Though Jeroboam doesn't mask its atmospheric blemishes, it still indulges in a little plastic surgery. Mirrors silk-screened with provocative images are planted in strategic locations (one is of a nude inserted into a jeroboam). But the majority of its cosmetics are strictly hand-me-downs. Most of the room facings are taken from other Dallas buildings: The woodwork and bathroom stalls were fashioned from old office doors from the circa-1913 Kirby building; the glass around the banquettes and the back bar came from the old power station in Deep Ellum; a series of octagon chandeliers in the dining room used to hang in the Sanger building (now El Centro College). Jeroboam is an urban Frankenstein.
Fortunately, the food isn't a patched monstrosity, though it does contain a few surmountable flaws and only dazzles here and there. Jeroboam's menu is a simple collection of dishes that are decidedly French. Virtually without exception, what is most striking at Jeroboam is the seafood. To flaunt this vitality, there are seafood grab bags known as supper tastings in both grand and petite versions. The petite tasting--pairs of blue crab claws, Jonah crab claws, and three different oyster varieties plus pickled rock shrimp, smoked salmon, tuna tartare, and clusters of snails and cockles (not a hint of grittiness)--was fresh, clean, and sweet.
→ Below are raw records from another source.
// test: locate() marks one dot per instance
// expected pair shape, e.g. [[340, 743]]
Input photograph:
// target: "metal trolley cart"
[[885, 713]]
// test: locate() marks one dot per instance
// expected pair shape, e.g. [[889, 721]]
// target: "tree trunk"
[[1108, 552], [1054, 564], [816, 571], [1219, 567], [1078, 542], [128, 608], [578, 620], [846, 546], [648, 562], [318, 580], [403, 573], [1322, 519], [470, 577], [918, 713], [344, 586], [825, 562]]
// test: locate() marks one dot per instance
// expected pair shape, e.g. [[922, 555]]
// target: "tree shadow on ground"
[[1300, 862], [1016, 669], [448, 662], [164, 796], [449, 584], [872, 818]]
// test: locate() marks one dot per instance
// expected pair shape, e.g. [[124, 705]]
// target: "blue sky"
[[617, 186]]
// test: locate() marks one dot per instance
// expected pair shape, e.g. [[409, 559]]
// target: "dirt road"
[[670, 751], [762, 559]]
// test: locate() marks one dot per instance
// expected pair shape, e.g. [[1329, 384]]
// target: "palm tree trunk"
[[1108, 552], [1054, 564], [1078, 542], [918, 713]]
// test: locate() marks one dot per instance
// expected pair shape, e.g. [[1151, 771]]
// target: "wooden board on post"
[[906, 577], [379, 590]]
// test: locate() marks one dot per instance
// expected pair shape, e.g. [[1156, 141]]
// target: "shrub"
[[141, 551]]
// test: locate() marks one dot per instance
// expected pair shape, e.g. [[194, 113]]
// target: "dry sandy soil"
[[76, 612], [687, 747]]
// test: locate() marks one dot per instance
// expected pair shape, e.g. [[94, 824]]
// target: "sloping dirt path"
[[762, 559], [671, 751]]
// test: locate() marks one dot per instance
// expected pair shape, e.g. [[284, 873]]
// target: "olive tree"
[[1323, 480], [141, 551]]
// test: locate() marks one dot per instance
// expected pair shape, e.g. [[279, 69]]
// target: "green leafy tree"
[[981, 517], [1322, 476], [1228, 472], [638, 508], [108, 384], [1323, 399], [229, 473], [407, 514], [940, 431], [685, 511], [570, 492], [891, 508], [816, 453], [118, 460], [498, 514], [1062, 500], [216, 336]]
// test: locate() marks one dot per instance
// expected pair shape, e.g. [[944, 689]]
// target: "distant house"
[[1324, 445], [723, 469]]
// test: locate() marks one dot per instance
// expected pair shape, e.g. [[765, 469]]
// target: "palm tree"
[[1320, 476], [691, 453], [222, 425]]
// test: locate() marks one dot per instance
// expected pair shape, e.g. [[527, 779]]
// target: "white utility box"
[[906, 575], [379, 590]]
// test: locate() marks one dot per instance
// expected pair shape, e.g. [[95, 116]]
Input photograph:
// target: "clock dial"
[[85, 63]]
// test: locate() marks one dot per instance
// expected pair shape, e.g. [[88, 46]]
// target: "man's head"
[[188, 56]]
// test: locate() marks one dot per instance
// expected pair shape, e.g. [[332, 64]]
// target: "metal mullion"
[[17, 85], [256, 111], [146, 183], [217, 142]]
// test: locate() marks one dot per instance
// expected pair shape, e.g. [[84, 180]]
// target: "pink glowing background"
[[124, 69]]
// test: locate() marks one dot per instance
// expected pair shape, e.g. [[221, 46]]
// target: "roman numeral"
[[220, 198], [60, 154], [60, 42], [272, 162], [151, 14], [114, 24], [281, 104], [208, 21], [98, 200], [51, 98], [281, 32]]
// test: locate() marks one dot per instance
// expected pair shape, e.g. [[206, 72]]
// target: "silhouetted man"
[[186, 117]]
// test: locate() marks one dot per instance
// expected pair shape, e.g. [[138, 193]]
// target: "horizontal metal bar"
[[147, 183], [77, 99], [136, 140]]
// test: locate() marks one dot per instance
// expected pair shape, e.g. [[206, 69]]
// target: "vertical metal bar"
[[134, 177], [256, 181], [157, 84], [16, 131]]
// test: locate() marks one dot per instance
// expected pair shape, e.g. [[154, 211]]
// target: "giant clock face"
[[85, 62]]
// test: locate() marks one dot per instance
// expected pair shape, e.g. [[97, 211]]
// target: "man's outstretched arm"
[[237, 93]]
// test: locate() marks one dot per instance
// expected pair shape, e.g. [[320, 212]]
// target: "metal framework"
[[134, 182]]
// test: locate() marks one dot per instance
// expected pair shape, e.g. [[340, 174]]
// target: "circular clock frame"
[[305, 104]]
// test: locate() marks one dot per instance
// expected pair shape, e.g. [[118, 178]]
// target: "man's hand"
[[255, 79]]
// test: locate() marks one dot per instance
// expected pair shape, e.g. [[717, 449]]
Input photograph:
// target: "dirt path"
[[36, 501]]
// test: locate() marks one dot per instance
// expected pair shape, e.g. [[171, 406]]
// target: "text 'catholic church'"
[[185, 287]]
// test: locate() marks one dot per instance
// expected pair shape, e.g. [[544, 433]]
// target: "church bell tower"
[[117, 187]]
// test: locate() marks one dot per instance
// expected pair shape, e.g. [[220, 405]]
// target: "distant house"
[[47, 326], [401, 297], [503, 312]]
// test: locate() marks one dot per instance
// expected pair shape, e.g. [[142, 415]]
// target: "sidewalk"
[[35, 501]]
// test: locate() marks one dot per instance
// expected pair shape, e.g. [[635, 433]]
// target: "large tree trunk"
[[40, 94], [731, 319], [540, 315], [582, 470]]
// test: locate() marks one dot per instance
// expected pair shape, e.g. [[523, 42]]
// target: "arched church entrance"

There were no muddled flavors or parched flesh, and the oysters were so cool and immaculate that it was easy to discern the variances in sweetness and brininess in each shell. Plus, the tartare, sown with dill and crowned with crème fraîche, was a provocative tug of war with the strength of the tuna flesh pestering the smokiness of the salmon.
After the tasting platter is exhausted, servers deliver little plates of steamed towels with lemon wedges for cleanup. Unfortunately, the towels are polyester instead of terrycloth, so rather than absorbing they smear the ocean detritus over your fingers and hands, creating an uncomfortable prelude to the next course.
Which can often be compelling. The arugula, spinach, and Parmesan salad, served with roasted sweet peppers and a generous littering of plump dry-cured olives, was exquisitely dressed and robust. Both soups were vigorous nail-head hitters as well. Curried cauliflower soup is a honey-mustard-hued puddle of sheer brilliance. The smooth, velvety fluid subtly and cleanly mingles the bulbous earthiness of cauliflower with the exotic scent and lithe sensuality of the curry. This choreographed equipoise is punctured with delicious viciousness by a scattering of smoky bacon fragments. This is the thinking diner's coziness, for those with lots more than comfort on their minds.